Can we get that Mitchell out of the Pentagon first?
This is yet another case of smart people thinking they outsmart everybody else just like they think they can beat the crap out of everyone. The way Mitchell talked is no different from how the mustached man talked before attacking Russia. The US is not only in financial bankruptcy, but also shows a severe deficit in national strategic thinking
Yet at the same time, these people may have overestimated China. Russia is self-sufficient; China is not. Russia has complete competency in all defense-related technology; China does not. Russia has been better managed under Putin for 25 years, China has been poorly managed under Xi for 12 years. Russia accelerated the pace of MIC modernization since the Maidan incident in 2014. China started modernization earlier but was catching up from far behind. After withdrawing from Afghanistan, Russia still has a few military engagements, although not quite in the exact form of the Ukraine War. But I believe Russians made successive improvements after post-mortem analysis. China had a sharp but brief war with Vietnam using 70s weaponry and 50s tactics. That war did trigger some serious thoughts and efforts to prepare for modernization. However, due to budget issues, China's military modernization began slowly. China is also weaker in morale because the rhetoric from a parading mob or talking heads is very different from the morale of soldiers facing potential death.

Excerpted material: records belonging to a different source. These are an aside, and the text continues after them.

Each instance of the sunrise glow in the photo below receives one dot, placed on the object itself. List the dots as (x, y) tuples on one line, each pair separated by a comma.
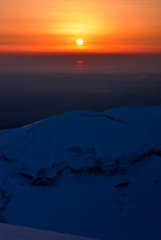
[(104, 26), (79, 42)]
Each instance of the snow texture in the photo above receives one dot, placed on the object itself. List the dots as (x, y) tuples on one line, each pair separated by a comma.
[(85, 173), (11, 232)]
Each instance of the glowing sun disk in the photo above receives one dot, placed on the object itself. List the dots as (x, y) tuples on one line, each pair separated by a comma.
[(79, 41)]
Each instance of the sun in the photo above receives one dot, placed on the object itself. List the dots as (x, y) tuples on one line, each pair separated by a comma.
[(79, 42)]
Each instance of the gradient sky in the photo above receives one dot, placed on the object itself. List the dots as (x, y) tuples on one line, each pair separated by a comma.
[(105, 26)]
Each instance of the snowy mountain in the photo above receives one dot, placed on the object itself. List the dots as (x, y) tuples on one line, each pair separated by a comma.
[(85, 173)]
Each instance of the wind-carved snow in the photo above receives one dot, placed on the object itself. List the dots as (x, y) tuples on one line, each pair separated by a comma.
[(112, 144)]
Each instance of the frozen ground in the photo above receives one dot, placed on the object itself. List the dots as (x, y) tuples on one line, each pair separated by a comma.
[(85, 173), (11, 232)]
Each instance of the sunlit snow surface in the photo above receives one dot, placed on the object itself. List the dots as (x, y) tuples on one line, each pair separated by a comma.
[(85, 173)]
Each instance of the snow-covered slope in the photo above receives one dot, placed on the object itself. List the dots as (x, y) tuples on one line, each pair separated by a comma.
[(11, 232), (85, 173)]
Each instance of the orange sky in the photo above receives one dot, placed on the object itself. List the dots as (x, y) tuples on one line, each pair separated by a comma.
[(105, 26)]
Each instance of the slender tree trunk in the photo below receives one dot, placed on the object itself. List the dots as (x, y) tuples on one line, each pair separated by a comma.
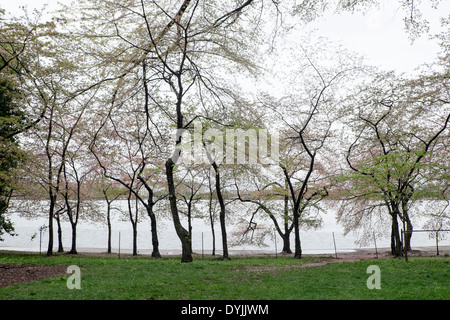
[(73, 250), (396, 244), (60, 244), (287, 232), (50, 223), (211, 220), (183, 234), (223, 227), (298, 246), (153, 225), (108, 222), (408, 233)]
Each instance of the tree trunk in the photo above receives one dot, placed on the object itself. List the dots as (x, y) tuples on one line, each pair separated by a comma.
[(50, 223), (182, 233), (286, 244), (408, 233), (211, 219), (73, 250), (287, 232), (298, 246), (108, 222), (60, 244), (223, 227), (155, 241), (396, 245)]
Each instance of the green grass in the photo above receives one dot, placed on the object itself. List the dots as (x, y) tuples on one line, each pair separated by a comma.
[(142, 278)]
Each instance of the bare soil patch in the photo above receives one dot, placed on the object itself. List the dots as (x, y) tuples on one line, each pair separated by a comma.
[(11, 274)]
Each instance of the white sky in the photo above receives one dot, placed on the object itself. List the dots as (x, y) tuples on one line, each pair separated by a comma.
[(379, 35)]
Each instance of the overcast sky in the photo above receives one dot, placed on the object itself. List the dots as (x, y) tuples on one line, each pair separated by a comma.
[(379, 34)]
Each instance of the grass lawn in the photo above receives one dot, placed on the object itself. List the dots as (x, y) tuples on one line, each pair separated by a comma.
[(143, 278)]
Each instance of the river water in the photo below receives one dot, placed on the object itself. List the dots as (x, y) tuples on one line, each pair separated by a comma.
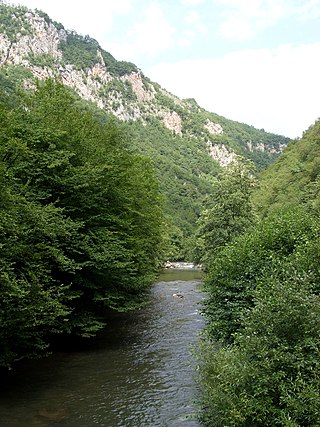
[(140, 372)]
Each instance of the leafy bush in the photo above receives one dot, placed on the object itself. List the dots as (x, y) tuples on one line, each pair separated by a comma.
[(90, 211), (270, 376), (274, 246)]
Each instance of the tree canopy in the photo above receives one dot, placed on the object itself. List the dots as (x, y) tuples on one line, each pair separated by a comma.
[(81, 221)]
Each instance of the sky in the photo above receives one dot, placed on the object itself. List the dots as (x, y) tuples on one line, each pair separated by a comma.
[(254, 61)]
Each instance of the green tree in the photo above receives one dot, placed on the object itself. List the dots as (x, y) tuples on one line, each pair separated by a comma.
[(270, 376), (229, 212), (90, 210)]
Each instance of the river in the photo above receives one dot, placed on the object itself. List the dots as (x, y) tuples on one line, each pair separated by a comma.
[(139, 372)]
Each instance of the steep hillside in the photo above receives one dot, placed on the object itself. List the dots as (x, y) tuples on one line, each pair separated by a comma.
[(187, 144), (294, 177)]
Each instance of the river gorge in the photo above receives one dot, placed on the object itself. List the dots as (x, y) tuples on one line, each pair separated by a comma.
[(139, 372)]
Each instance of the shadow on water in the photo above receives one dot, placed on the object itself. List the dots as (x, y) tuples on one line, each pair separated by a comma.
[(138, 372)]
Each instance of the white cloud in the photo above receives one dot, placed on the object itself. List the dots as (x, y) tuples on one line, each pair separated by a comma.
[(243, 19), (94, 18), (191, 2), (151, 35), (276, 89)]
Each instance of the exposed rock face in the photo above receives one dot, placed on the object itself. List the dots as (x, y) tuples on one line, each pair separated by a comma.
[(172, 121), (138, 88), (221, 154), (213, 128), (44, 39), (129, 97)]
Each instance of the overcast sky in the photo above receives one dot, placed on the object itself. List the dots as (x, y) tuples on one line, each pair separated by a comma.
[(255, 61)]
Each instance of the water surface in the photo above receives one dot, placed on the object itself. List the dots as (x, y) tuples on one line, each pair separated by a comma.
[(138, 373)]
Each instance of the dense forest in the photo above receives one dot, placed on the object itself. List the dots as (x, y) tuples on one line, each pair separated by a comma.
[(104, 179), (81, 220), (176, 134), (259, 358)]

Therefore, Russia is the senior partner in the Russia-China couple, not the other way around. China started courting the USSR after Mao's death and learned serious lessons in the USSR's dissolution (not necessarily the right ones). Due to China's repeated cloning without licensing, Russia has been reluctant to sell high-end weaponry to China. Without the Ukraine War, I think Putin was not ready to tilt to China so prominently for everyone to see. By 2023, Putin had seen the mistake and started various diplomatic maneuvers to strengthen Russia's relationship with ALL of China's neighbors. NK got nuclear warhead technology and ICBM; Vietnam got MIG-29 and ships/subs; India had been in joint weapon development with Russia since before the Ukraine War, including the hypersonic weapons. However, the Ukraine War has given China 3 extra years in preparation, not just militarily but also economically. China's coastal cities living on exports do look bad, but they would look even worse without the trade wars launched in Trump's first term.
Adding all of the above together, even if the US successfully made Russia neutral in the coming China-USA military war, the US does not have a sure win. And for every day before that conflict, China is likely getting stronger militarily (albeit weaker economically). The US is getting weaker on most fronts unless Trump turns his mind to what he set out to do originally: clean up the swamp. Instead, it looks more like the swamp is stripping him naked. Had the US elites focused the national energy on internal self-renewal since 1991, the US would probably continue its hegemony well into the 21st century. A confrontation with China in trade or military in the current shape of the US will severely hurt China, but probably doom the chance for the US to achieve self-renewal successfully. The US simply does not have that much "energy" in reserve and should use it wisely.